Something very special happened on Friday 27th September. A group of students from Asquith Boys High School embarked on an environmental restoration project within the Berowra Valley National Park at the Lyrebird Gully track, Mount Kuring-Gai. This project celebrated the collaboration between Asquith Boys High School, the National Parks and Wildlife Service, Hornsby Shire Council, the Friends of Berowra Valley and Gibberagong Environmental Education Centre. The aims of the day were to enable the students to further develop their connection to our natural word, learn from experts in the field, deepen their knowledge of bushland management and to teach the skills required for preserving natural areas into the future.
The occasion was of particular significance, especially to volunteers from the Friends of Berowra Valley, as this is the location of a memorial plaque, water drinking fountain and sandstone seating dedicated to the late Noel Rosten. Noel was involved in originally initiating bush regeneration with the students from Asquith Boys High School at this location. On the day, the students sat in this special location to hold their environmental committee meeting and vote for a new president.

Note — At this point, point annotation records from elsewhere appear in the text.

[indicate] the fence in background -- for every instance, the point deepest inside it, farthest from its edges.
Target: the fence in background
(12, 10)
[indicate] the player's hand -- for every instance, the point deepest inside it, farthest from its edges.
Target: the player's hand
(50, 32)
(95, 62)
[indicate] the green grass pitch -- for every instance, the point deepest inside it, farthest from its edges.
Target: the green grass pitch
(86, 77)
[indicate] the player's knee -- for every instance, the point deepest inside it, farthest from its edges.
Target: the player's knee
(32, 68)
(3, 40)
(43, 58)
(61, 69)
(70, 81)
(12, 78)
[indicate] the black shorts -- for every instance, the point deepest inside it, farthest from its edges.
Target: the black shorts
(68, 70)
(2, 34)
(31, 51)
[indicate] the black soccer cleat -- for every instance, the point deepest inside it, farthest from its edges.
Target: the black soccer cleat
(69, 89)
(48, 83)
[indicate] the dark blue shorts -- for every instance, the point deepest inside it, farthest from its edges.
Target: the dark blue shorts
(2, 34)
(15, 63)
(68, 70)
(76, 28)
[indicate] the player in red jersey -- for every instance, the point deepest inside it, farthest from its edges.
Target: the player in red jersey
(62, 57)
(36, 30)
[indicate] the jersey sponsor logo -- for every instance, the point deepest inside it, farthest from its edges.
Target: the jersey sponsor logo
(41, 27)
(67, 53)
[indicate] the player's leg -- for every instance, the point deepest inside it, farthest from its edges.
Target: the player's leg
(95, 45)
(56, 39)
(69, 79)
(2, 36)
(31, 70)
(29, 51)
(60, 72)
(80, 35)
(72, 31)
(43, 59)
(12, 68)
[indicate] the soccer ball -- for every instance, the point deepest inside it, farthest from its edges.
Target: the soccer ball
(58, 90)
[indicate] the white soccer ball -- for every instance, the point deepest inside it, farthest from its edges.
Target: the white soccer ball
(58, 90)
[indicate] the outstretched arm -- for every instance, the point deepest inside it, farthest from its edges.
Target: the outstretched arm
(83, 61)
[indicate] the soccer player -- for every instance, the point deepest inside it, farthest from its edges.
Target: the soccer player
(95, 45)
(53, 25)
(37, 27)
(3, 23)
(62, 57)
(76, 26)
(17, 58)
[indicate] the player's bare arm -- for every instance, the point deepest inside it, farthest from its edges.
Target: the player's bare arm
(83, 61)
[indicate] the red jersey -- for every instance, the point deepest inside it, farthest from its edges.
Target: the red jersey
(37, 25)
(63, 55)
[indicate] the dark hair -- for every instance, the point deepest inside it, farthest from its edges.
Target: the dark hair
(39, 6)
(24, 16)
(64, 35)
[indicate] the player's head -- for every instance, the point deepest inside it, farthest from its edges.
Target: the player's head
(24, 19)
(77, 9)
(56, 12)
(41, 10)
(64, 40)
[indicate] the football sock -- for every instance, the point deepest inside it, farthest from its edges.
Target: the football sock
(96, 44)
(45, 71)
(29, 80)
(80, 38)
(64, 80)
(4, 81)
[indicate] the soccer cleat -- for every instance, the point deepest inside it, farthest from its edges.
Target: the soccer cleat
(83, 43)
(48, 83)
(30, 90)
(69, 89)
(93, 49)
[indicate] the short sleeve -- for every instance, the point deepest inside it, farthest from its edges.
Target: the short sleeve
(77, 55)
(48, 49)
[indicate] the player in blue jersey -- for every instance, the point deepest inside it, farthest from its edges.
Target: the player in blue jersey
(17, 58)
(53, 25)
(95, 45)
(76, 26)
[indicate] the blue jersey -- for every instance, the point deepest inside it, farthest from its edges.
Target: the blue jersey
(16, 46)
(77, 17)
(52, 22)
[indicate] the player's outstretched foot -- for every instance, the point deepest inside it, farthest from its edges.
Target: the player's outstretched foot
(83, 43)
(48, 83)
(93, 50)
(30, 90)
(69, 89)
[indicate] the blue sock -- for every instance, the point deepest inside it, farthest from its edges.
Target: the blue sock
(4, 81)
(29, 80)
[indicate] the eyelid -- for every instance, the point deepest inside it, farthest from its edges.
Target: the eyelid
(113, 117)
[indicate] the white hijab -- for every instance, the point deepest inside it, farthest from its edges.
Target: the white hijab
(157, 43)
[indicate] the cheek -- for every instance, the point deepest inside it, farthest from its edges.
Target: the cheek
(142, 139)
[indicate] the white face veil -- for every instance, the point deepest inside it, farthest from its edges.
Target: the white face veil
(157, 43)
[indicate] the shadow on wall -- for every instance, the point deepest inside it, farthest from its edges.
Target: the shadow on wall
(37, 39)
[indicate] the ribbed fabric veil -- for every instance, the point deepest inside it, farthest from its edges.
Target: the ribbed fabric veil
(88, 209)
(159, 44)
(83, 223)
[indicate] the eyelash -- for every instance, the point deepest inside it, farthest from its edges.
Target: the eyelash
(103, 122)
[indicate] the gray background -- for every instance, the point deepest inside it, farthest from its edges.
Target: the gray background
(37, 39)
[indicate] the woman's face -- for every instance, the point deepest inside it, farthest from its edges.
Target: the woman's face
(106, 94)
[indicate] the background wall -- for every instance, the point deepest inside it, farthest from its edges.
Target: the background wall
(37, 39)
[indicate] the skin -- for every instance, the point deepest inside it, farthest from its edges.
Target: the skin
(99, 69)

“This is such a wonderful opportunity for the students to deepen their understanding of this unique environment,” said Brad Crossman, a teacher from Gibberagong Environmental Education Centre. “It provides them with a unique opportunity to work side-by-side with the current land managers. In fact, one of the previous students involved in this project from Asquith Boys recently gained employment as a Field Officer with the National Parks and Wildlife Service. It was also very special to see the students chatting with volunteers from the Friends of Berowra Valley.”
The students have helped restore a significant area of the national park and will be returning on a regular basis to monitor and rehabilitate the site for the benefit of park visitors and our unique flora and fauna.